I spend most of my time these days on “gene-level analysis.” This type of analysis tries to quantify every gene present in every genome in every sample. The motivation here is that sometimes genes move horizontally between species, and sometimes different strains within the same species will have different collections of genes. So, if you want to find something that you can’t find with taxonomic analysis, maybe gene-level analysis will pick it up. However, that’s an entirely different can of worms. Let’s open it up.
Every microbial genome contains roughly 1,000 genes. Every metagenome contains a few hundred genomes. So every metagenome contains hundreds of thousands of genes. When you look across a few hundred samples you might find a few million unique genes. When you look across 10,000 samples I can only guess that you’d find tens of millions of unique genes.
Now the dimensionality of the data is all lopsided. We have tens of millions of genes, which are observed across tens of thousands of samples. A biostatistician would tell us that this is seriously underpowered for making sense of the biology. Basically, this is an approach that just doesn’t work for studies with 10,000 samples, which I find to be pretty daunting.
Dealing with scale
The way that we find success in science is that we take information that a human cannot comprehend, and we transform it into something that a human can comprehend. We cannot look at a text file with ten million lines and understand anything about that sample, but we can transform it into a list of organisms with names that we can Google. I’m spending a lot of my time trying to do the same thing with gene-level metagenomic analysis, trying to transform it into something that a human can comprehend. This all falls into the category of “dimensionality reduction,” trying to reduce the number of observations per sample, while still retaining the biological information we care about. I’ll tell you that this problem is really hard and I’m not sure I have the single best true angle on it. I would absolutely love to have more eyes on the problem.
It increasingly seems like the world is driven by people who try to make sense of large amounts of data, and I would humbly ask for anyone who cares about this to try to think about metagenomic analysis. The data is massive, and we have a hard time figuring out how to make sense of it.

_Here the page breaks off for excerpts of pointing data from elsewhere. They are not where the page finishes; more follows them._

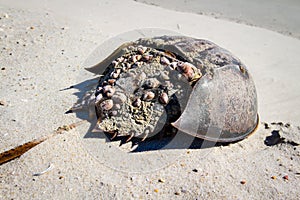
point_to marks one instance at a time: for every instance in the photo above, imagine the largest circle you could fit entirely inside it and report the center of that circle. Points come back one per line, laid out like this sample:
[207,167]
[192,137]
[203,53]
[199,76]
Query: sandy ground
[277,15]
[44,48]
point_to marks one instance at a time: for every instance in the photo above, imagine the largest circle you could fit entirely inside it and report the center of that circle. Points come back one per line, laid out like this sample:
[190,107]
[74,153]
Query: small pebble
[164,61]
[107,104]
[164,98]
[137,103]
[266,125]
[2,103]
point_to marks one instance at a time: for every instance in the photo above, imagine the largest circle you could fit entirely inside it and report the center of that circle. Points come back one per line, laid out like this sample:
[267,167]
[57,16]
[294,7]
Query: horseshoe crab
[169,83]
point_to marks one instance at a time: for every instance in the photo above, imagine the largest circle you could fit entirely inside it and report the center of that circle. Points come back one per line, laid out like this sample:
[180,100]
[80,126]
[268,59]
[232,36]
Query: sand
[45,47]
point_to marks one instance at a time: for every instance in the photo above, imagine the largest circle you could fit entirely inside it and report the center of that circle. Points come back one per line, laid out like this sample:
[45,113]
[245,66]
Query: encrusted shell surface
[191,84]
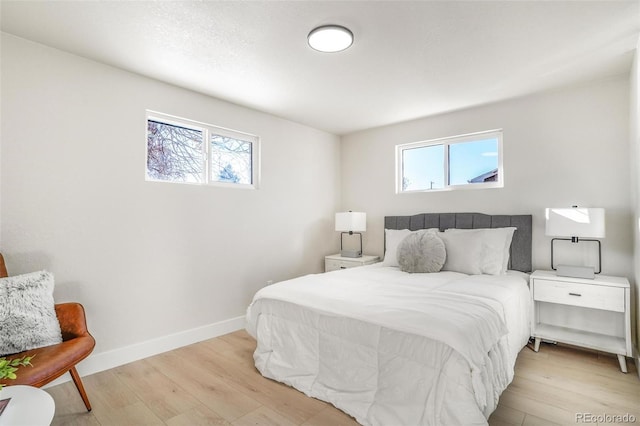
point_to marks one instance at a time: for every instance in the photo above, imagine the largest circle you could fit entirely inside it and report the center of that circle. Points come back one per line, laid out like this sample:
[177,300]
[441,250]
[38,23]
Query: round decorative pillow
[421,252]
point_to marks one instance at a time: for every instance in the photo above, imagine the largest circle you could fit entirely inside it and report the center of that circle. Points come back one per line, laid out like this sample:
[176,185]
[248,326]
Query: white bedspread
[392,348]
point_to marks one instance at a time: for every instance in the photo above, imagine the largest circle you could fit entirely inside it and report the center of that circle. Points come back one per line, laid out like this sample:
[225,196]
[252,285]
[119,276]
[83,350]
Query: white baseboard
[102,361]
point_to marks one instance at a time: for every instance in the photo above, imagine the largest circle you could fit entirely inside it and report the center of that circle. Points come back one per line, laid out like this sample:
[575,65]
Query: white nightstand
[589,313]
[335,262]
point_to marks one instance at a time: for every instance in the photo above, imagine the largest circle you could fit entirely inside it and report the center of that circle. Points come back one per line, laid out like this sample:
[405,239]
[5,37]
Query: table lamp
[351,223]
[576,225]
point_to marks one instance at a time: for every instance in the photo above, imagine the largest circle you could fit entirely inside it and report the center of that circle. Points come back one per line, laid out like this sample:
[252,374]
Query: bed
[390,347]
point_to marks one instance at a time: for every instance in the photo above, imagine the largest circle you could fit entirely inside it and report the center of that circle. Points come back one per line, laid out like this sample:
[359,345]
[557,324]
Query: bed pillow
[495,244]
[463,252]
[421,252]
[27,313]
[392,238]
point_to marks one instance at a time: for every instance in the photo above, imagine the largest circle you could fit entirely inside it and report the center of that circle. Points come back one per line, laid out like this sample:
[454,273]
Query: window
[459,162]
[186,151]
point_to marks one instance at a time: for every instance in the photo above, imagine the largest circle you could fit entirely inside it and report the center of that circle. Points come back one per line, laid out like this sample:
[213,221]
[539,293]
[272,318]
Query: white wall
[635,181]
[149,259]
[561,148]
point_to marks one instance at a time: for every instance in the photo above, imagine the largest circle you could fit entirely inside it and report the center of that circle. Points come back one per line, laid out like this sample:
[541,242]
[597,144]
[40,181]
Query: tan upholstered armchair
[53,361]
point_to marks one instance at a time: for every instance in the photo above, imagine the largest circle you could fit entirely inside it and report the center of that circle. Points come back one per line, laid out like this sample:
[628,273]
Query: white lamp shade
[351,221]
[575,222]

We have a lot of good starts to this, and there are a lot of good people working in this area (too many to list), but I think we could always use more help.
The authors of the paper who analyzed 10,000 metagenomes learned a lot about how the microbiome develops during early childhood, but I’m sure that there is even more we can learn from this data. And I am also sure that we are getting close to world where we have 10X the data per sample, and experiments with 10X the samples. That is a world that I think we are ill-prepared for, and I’m excited to try to build the tools that we will need for it.